For two reasons, I believe that it can. First, the emergence theory postulates the existence of special physical properties fundamentally different from other physical properties. Since the emergent properties with which I analyze mental properties are supervenient on the physical, they are firmly grounded in accepted metaphysical entities. Since they are not reducible to the physical, emergent mental properties are fundamentally different from traditional physical properties like those considered in reductive or functional approaches to the mind-body problem.
These two features suggests the foundations or footings of the desired bridge between the physical and the mental. The bridge itself is the holistic explanation of groups of emergent properties in terms of their supervenience base. The difficulty of constructing the bridge lies in the fact that individual emergent properties cannot be explained.
This failure of individual explanation comes about because mental properties are fundamentally non-reductive and hence anomalous: mental properties are not finitely definable and they consequently cannot participate in any finitely expressible laws or explanations. Thus, if emergent properties are plausibly identifiable with mental properties the emergence theory relates the mental and the physical in a way that explains why the mind-body problem is so difficult.
The emergence theory thus provides at least a plausible solution to the mind body problem. However, some will still be unsatisfied for the reason that the explanation given so far does not address the question of qualia. The second reason I think that the emergence theory can bridge the explanatory gap is that I believe the emergence theory can explain some of the interesting features of qualia. Emergent properties are plausibly identifiable with mental properties if we consider the properties shared by all qualia rather than those of particular qualia. This procedure is required because the theory presented here suggests that no individual mental state can be explained.
This comes about because the individual mental states cannot be adequately identified since they are states of chaotic systems, which have the property of sensitive dependence on initial conditions. Mental states that are not finitely definable would be inherently private since it would be impossible to make measurements precisely enough to distinguish one mental state from another similar mental state.
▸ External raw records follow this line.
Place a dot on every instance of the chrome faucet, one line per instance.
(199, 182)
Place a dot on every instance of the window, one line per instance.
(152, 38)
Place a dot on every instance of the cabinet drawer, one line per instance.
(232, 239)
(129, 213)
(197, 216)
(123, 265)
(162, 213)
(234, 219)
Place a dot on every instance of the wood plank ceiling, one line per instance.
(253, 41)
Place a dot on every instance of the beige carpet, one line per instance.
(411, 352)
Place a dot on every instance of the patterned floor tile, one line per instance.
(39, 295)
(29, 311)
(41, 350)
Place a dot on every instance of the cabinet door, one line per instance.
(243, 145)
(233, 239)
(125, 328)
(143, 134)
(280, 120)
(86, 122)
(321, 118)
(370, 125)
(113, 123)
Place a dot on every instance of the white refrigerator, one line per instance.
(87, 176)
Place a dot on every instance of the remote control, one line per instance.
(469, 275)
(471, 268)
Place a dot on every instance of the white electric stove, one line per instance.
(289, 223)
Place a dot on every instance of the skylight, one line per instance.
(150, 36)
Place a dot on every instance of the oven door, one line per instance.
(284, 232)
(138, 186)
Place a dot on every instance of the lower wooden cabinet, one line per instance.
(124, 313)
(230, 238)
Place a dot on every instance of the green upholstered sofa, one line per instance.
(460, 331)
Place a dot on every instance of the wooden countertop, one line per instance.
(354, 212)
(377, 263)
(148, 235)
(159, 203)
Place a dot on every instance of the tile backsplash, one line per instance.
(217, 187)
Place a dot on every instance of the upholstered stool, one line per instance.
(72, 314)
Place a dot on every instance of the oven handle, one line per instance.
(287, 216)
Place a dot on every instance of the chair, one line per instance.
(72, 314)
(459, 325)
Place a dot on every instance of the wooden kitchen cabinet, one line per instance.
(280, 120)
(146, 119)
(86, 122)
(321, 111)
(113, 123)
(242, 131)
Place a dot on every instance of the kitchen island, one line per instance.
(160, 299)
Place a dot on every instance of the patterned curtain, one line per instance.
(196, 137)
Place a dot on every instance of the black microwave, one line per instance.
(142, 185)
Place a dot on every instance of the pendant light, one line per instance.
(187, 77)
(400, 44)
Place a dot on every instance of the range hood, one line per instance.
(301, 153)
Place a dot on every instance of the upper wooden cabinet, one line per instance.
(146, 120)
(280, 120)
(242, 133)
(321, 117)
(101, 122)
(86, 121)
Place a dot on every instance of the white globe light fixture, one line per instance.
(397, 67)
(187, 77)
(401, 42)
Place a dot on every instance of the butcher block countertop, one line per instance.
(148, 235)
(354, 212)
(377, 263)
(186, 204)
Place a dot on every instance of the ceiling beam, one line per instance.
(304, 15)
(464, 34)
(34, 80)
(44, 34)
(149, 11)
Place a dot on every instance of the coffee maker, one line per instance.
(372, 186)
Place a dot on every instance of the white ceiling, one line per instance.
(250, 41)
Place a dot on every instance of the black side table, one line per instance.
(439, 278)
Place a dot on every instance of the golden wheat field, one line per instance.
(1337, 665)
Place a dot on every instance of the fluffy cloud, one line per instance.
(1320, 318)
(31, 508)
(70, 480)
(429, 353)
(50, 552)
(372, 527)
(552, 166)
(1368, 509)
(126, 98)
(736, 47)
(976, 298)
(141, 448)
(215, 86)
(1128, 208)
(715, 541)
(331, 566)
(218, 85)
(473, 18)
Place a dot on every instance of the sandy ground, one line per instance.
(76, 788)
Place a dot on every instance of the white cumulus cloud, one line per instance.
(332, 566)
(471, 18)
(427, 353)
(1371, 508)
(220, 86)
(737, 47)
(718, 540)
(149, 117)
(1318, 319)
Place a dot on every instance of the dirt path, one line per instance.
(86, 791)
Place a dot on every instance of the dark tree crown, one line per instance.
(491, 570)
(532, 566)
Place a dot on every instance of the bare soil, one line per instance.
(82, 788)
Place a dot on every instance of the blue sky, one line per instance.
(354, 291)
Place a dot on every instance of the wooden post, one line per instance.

Similarly, any definition proposed for something that is not finitely definable would be incomplete, allowing a further-how question to be asked. Thus, the emergence theory agrees with the other investigators who have suggested that the subjective quality of mental states is inexplicable. However, the emergence theory offers an explanation for why this is the case, and still provides a materialistic foundation for those mental states and their unusual properties. The emergence theory also allows for some explanation of other qualities of experience as described by William James using the metaphor of the stream of consciousness James James' metaphor suggests that occurrent mental states have a dynamic kind of flow in which the boundaries between particular mental states are unclear, and in which the distinctions between different mental states are very subtle.
If being in a mental state is being in the basin of attraction of a strange attractor of a brain subsystem, the subtlety of the boundaries between mental states and the subtlety of their differences is explained by the fact that the basins of attraction of strange attractors can have fractal dimension, meaning that their boundaries are so complicated that they cannot be easily characterized. Furthermore, several such basins of attraction can be tangled together in a complex way, making the differences between them very small.